Writing lessons from Aimee Bender

The next time your creative juices refuse to flow, just block your Facebook page — or, better yet, block the Internet altogether. Fiction writer Aimee Bender finds that this is the best way to cure writer's block; the tip is one of many that she imparted to Tulane students in assistant professor Zachary Lazar's Advanced Creative Writing Workshop during her campus residency.

Fiction writer Aimee Bender appears at Tulane.

Fiction writer Aimee Bender, left, greets members of the Tulane community at a book signing after a reading event on the uptown campus Jan. 28. (Photo by Cheryl Gerber)

Bender got the idea from an essay, “On Boredom,” by Adam Phillips. “Inspiration is sometimes talked about as a magical genie that gives you ideas, but I've found it's tolerating the boredom,” Bender said. “Those are the moments when you have a creative surge.”

Stacy Krost, a senior English and Asian Studies double major, enjoyed hearing Bender's perspective about the creative process. “All writers like to hear about how other writers get over their blocks.”

The 28th Zale-Kimmerling Writer-in-Residence has four books and two Pushcart prizes under her belt, but the award-winner took years to even self-identify as a writer.

“I was scared to take [writing] seriously,” Bender said.

Her concise style lends itself well to short stories, though she has taken on the challenge of a novel to many accolades. She finds herself inspired by fairy tales, and her stories often contain elements of magical realism. Her latest work, the 2010 novel The Particular Sadness of Lemon Cake, is about a girl who can taste the emotions of whoever prepares her food.

But even those students who prefer to write in a realistic style are accomplishing something magical, according to Bender.

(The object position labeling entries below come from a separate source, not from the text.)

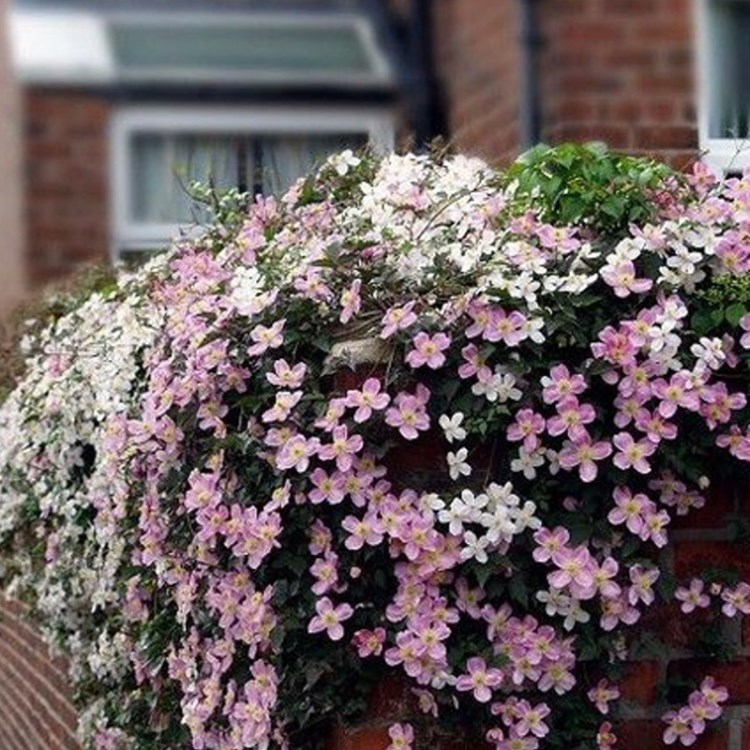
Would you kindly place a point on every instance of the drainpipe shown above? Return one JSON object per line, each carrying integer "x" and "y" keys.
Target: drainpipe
{"x": 426, "y": 110}
{"x": 531, "y": 42}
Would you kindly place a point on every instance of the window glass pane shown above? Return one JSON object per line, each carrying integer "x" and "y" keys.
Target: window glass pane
{"x": 242, "y": 49}
{"x": 283, "y": 159}
{"x": 163, "y": 166}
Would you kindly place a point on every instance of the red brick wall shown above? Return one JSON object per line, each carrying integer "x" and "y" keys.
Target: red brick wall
{"x": 67, "y": 182}
{"x": 478, "y": 61}
{"x": 35, "y": 710}
{"x": 620, "y": 71}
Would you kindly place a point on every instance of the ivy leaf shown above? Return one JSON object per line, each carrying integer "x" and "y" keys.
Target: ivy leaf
{"x": 518, "y": 589}
{"x": 734, "y": 313}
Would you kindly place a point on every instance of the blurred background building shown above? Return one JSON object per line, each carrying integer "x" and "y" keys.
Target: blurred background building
{"x": 112, "y": 107}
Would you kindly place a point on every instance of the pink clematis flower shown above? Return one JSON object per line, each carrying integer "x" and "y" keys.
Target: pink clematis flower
{"x": 342, "y": 449}
{"x": 479, "y": 679}
{"x": 602, "y": 695}
{"x": 397, "y": 319}
{"x": 584, "y": 454}
{"x": 560, "y": 383}
{"x": 622, "y": 279}
{"x": 351, "y": 302}
{"x": 266, "y": 337}
{"x": 692, "y": 597}
{"x": 526, "y": 428}
{"x": 370, "y": 398}
{"x": 402, "y": 737}
{"x": 632, "y": 453}
{"x": 409, "y": 415}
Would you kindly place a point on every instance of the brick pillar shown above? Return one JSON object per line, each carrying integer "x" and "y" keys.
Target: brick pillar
{"x": 35, "y": 708}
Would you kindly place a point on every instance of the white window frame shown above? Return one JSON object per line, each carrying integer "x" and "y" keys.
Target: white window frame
{"x": 376, "y": 123}
{"x": 721, "y": 154}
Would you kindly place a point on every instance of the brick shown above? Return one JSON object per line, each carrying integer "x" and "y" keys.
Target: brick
{"x": 641, "y": 682}
{"x": 720, "y": 503}
{"x": 733, "y": 675}
{"x": 67, "y": 185}
{"x": 392, "y": 700}
{"x": 360, "y": 739}
{"x": 647, "y": 735}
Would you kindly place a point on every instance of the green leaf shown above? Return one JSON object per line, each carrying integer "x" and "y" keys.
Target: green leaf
{"x": 734, "y": 313}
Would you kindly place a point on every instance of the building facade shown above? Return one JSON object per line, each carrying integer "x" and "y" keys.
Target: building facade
{"x": 124, "y": 103}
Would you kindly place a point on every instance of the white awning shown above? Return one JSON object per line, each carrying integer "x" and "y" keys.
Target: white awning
{"x": 184, "y": 47}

“It's a very magical thing when you think about what we're trying to do is to capture something alive,” Bender said. “You open those classics and they still feel alive, and when you do it in your own work, you can feel it too.”

The Zale-Kimmerling program is coordinated by the Newcomb College Institute at Tulane.

Johanna Gretschel received a bachelor's degree with an English major from Tulane in 2012, and she is in the master's degree program.